Pastries
Now that the topic of coffee has been thoroughly discussed in Part 1, what do Italians actually eat for breakfast when they go out?
As you can see from the photographs on this page, Italians prefer something sweet not savory first thing in the morning. But as Elena will readily acknowledge, the cornetto (a sort of croissant) and brioche that you will see in most bars are not uniformly great everywhere in Italy.
In the bigger towns and cities you will always be able to find somewhere where the quality and freshness of the pastries are excellent and very often this will be in an historical and
traditional coffee bar and you will be able to tell in an instant just be walking in and looking at the freshly made items on offer.
The photographs here were taken in Caffetteria Stella just outside the centro storico in Lucca, which is a pasticceria rather than just a coffee bar, an important difference. The vast majority of bars in Italy will serve great coffee but are not pasticcerie and therefore they will either source their pastries from a local pasticceria or buy them frozen and you'll never really know which until you've ordered something and tried it. So if a really good breakfast pastry is part of the whole holiday experience for you, try to find somewhere that actually says pasticceria on the sign outside and has an array of products similar to the photographs above and below.
And by the way, once the pastries are gone that's it until tomorrow so even though I was at Stella quite early, the pastries were already starting to disappear and the choice was narrowing.
When Elena originally wrote this article it was written for Italian language students and you can find it here in the Language section under Italian Speakers Club. She goes into depth about the different regional Italian names for a croissant and a brioche, but if you're here reading this in English and not there reading it in Italian, I suggest you always ask for a 'cornetto' when you mean a croissant and if you want something else then simply point. I still do that myself sometimes when I'm in an unfamiliar part of Italy.
The cornetto however is not the same as the fresh buttery croissant that you find in France, and here it will often be made with eggs, so it is not the same thing at all as a French croissant which contains lots of butter, but no eggs. Though both were originally derived from the Viennese pastry kipfel, the French adapted their version to include more butter, probably because dairy and butter have always been plentiful in France, but not so much in Italy.

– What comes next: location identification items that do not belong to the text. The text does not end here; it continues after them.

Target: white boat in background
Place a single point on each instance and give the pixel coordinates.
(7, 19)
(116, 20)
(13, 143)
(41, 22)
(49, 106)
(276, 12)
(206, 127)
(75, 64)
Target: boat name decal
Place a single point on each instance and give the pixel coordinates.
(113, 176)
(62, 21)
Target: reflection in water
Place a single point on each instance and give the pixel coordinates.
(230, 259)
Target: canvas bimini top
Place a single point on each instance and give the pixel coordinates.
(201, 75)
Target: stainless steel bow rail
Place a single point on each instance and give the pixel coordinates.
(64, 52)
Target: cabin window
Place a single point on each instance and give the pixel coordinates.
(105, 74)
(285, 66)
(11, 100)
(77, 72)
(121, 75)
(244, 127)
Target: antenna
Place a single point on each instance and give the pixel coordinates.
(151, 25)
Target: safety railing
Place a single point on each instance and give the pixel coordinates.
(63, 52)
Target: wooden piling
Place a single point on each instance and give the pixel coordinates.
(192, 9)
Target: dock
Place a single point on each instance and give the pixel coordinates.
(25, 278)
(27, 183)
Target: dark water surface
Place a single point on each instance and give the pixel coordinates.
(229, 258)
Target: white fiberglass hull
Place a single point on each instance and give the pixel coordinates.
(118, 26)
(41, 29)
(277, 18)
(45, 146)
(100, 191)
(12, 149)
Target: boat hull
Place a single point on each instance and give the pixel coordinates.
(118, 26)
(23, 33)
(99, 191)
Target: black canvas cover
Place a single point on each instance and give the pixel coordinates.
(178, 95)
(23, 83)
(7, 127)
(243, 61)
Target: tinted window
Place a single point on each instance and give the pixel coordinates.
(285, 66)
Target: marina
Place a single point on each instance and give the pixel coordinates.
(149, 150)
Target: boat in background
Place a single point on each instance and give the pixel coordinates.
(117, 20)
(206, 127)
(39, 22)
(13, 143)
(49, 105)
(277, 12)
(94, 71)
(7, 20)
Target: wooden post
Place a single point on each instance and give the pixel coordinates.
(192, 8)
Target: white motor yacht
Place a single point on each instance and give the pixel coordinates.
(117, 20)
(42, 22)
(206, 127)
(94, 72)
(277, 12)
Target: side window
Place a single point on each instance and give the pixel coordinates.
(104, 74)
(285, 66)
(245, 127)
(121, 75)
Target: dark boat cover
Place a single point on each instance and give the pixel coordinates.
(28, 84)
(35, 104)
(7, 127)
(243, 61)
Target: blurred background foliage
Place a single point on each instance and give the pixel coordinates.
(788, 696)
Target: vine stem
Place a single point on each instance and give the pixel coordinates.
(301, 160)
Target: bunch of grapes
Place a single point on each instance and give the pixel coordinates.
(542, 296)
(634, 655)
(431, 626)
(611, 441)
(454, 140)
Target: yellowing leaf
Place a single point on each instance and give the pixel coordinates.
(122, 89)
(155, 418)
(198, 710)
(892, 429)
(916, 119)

More important perhaps than the baking ingredients is the choice of what you can have for the filling in the middle of the cornetto and there is normally a good selection, including some or all of the following:
Vuoto (empty), which means no added filling
Frutti di bosco (berries), means a raspberry or blackcurrant jam filling
Albicocca (apricot), means an apricot jam filling and is very popular with Italians
Crema (cream), means a custard cream filling
Cioccolato (chocolate) means some type of chocolate cream filling which may be Nutella but not always
Pistacchio (pistachio), means a green pistachio flavored cream filling
I'm not sure why it has taken two articles, lots of photographs and diagrams and I don't know how many words to describe the simple breakfast that you see below, but when it comes to the Italian morning ritual nothing is ever very simple.
The good news of course is that you don't have to worry too much about food at breakfast in Italy because after a couple of days of excellent lunches and dinners you will start thinking like an Italian in the morning and give all your attention to the coffee.